Rory came through once he was done for the day and looked questioningly at the pile of cutlery on the table.

"How did you learn all your fancy table manners?" Colleen asked him.

"It wasn't too difficult. I watched Sybil's father and imitated every movement and mannerism. Most people have no idea I don't really know what I'm doing. I'm play acting the Earl the entire time."

Everyone burst out laughing.

"All these years we thought you were getting on to it all just fine," Sybil said. "You still are a little charlatan at heart."

"Maybe a bird that can change its feathers," Rory supplied with one quirked eyebrow.

Colleen's parents arrived the day before the wedding. Lord and Lady Grantham and Sybil's sisters and their husbands with a bevy of servants in tow arrived on the same train, as did Evelyn Napier and a large group of Rory's friends.
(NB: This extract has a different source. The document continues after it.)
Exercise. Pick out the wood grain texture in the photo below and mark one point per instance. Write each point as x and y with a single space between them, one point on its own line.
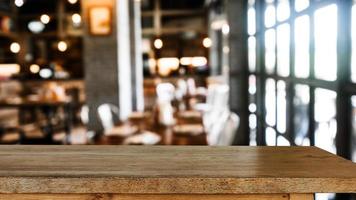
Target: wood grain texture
301 197
173 169
138 197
The village was a hive of activity and the men were expected at Lonogan's that evening for Rory's bachelor party.

The doors to the hotel pub were standing wide open that evening when Tom and Rory arrived. The pub was already a hive of activity with the sound of singing spilling out onto the street. The pub was so full they had to squeeze their way through. Neither of them had made it more than a few steps into the room before a pint was stuffed into their hands. When Lord Grantham followed by his two other sons-in-law and Evelyn entered the pub the entire room stopped.

"This is the man who taught me how to fish," Rory called out. "Matthew here got a hook stuck in his arse last time we went fishing. Anthony is a farmer and Evelyn knows how to golf, by the way he's single."
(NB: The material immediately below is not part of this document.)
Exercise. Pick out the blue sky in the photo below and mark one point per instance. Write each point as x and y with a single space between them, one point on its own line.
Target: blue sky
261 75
The entire room erupted into sounds with the men having pints shoved into their hands and every local man wanting to be the first to tell them some yarn about a fish they'd caught or a difficult shot they'd made on the golf course.

"So the daughter of an Earl has been to tea in my wife's parlor," Mr. Shay said to Tom a while later.

"I'm afraid so," Tom said waiting for the negative reaction he had gotten so many times when he and Sybil had been living in Dublin.

"My wife will be overjoyed she finally has one up on Geoff Lonogan's Mrs. She's always bragging about having some French Viscount stay at the hotel a couple years back. It will make a grand tale to tell the tourists next year. Our young doctor doesn't have any other aristocratic relatives hiding under the door matt now does he?"

"No, my wife's the only one."

A while later Evelyn made his way over to Rory.

"I've been getting some of the oddest questions," he said. "Why did you tell them I was single?"

"You don't seem to be having much luck finding one on your own. I thought you could use a little help," Rory replied with a laugh, the local men around him starting laughing as well.

"How can announcing my marital status in a public establishment have any bearing on it?" Evelyn asked with a puzzled look.

"Tom is forever telling you to look in a different fish bowl. Ask me again tomorrow by the end of the day. There are toff girls in these parts, as well you know. Ireland does have them. The delivery is just a little different from what you're used to."

John Drake wasn't having any problems with the locals. He fit right in and was busy bragging about Rory and his many accomplishments. He had been overjoyed when he found out his eldest was marrying Rory and in his words, "moving up in the world."

"I can't believe there's not a car in the place," Tom complained to Matthew by the bar. "I don't know how he stands it."

"It seems like a nice place," Matthew replied. "It certainly has beautiful scenery."

"Scenery that would be improved with a car in it."

"What is it with you and cars?"

Tom now had two sitting in the garage behind the London house.

"They don't suddenly decide they want to wear a hat!"